Phillip Longman of the New America Foundation writes briefly of A Third Way. He states that “a planet that grays indefinitely is clearly asking for trouble.” One alternative to our current aging populations “involves massive state intervention designed to smooth the tensions between work and family life to enable women to have more children without steep financial setbacks.” Longman writes that “so far, countries that have followed this approach have achieved only very modest success.”

Longman then asks: “So is there a third way?”

Yes, though we aren’t quite sure how to get there. The trick will be restoring what, in the days of family-owned farms and small businesses, was once true: that babies are an asset rather than a burden. Imagine a society in which parents get to keep more of the human capital they form by investing in their children. Imagine a society in which the family is no longer just a consumer unit, but a productive enterprise. The society that figures out how to restore the economic foundation of the family will own the future. The alternative is poor and gray indeed. (Phillip Longman, “Think Again: Global Aging,” New America Foundation, October 13, 2010, last paragraph)

A Proclamation to the World

A fascinating document, in support of the family, flowered into existence on 23 September 1995. Entitled The Family: A Proclamation to the World, it was first read in a general Relief Society conference.

The proclamation begins by solemnly proclaiming that marriage between a man and a woman is ordained of God and that the family is central to the Creator’s plan for the eternal destiny of His children. Further, we all are created in God’s image and that gender is an essential part of human identity before, during, and after life on Earth. A summary is outlined of the premortal realm, perpetuation of family relationships beyond the grave, and of temple ordinances and covenants. Now here is the part that most pertains to our discussion:

The first commandment that God gave to Adam and Eve pertained to their potential for parenthood as husband and wife. We declare that God’s commandment for His children to multiply and replenish the earth remains in force. We further declare that God has commanded that the sacred powers of procreation are to be employed only between man and woman, lawfully wedded as husband and wife.

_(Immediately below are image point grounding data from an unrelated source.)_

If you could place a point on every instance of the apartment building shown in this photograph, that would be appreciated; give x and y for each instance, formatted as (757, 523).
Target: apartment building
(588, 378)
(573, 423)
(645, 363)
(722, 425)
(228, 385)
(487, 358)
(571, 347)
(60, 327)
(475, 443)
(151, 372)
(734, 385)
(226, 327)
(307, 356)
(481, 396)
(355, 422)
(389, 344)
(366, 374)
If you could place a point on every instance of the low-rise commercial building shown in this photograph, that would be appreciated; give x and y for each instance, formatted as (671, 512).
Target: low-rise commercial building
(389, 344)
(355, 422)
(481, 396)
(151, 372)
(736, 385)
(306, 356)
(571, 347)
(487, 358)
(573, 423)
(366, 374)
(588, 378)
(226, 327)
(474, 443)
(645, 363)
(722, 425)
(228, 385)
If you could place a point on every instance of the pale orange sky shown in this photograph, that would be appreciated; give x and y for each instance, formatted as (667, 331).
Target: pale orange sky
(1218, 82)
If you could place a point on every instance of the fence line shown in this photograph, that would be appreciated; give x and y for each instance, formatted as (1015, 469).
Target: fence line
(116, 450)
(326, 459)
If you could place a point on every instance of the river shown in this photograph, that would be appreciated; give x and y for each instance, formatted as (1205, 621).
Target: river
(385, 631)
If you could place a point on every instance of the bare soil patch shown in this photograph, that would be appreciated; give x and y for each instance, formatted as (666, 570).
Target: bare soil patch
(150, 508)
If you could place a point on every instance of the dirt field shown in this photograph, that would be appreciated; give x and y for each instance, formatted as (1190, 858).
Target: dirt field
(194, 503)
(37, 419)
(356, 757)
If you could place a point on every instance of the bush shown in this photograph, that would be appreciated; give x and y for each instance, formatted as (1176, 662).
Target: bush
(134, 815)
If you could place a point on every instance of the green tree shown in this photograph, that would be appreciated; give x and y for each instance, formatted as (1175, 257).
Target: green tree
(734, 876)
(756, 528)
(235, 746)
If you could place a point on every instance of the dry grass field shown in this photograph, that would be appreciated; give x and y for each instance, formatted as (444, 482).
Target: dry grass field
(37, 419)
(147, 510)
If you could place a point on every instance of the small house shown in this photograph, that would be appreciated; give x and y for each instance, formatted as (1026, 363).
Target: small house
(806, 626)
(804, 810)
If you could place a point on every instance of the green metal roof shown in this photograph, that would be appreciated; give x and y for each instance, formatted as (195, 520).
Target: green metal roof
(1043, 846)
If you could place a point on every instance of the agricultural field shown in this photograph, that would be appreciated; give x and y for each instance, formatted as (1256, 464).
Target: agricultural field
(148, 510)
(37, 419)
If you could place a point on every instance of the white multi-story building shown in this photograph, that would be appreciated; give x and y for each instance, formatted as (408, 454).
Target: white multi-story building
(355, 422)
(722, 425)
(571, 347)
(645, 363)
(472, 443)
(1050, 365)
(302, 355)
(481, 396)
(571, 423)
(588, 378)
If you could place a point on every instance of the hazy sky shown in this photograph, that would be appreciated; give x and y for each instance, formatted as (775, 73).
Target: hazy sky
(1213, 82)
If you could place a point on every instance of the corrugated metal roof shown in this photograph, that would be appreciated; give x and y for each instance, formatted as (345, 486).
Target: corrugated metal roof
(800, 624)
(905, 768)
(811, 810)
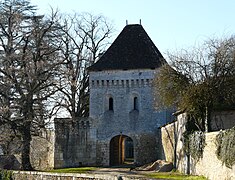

The proclamation continues by identifying parental responsibilities in the rearing of children. To teach them to love and serve one another, to observe the commandments of God, and to obey the law. A formula for happiness and for a successful marriage is detailed. And would a proclamation be complete without a warning?

We warn that individuals who violate covenants of chastity, who abuse spouse or offspring, or who fail to fulfill family responsibilities will one day stand accountable before God. Further, we warn that the disintegration of the family will bring upon individuals, communities, and nations the calamities foretold by ancient and modern prophets.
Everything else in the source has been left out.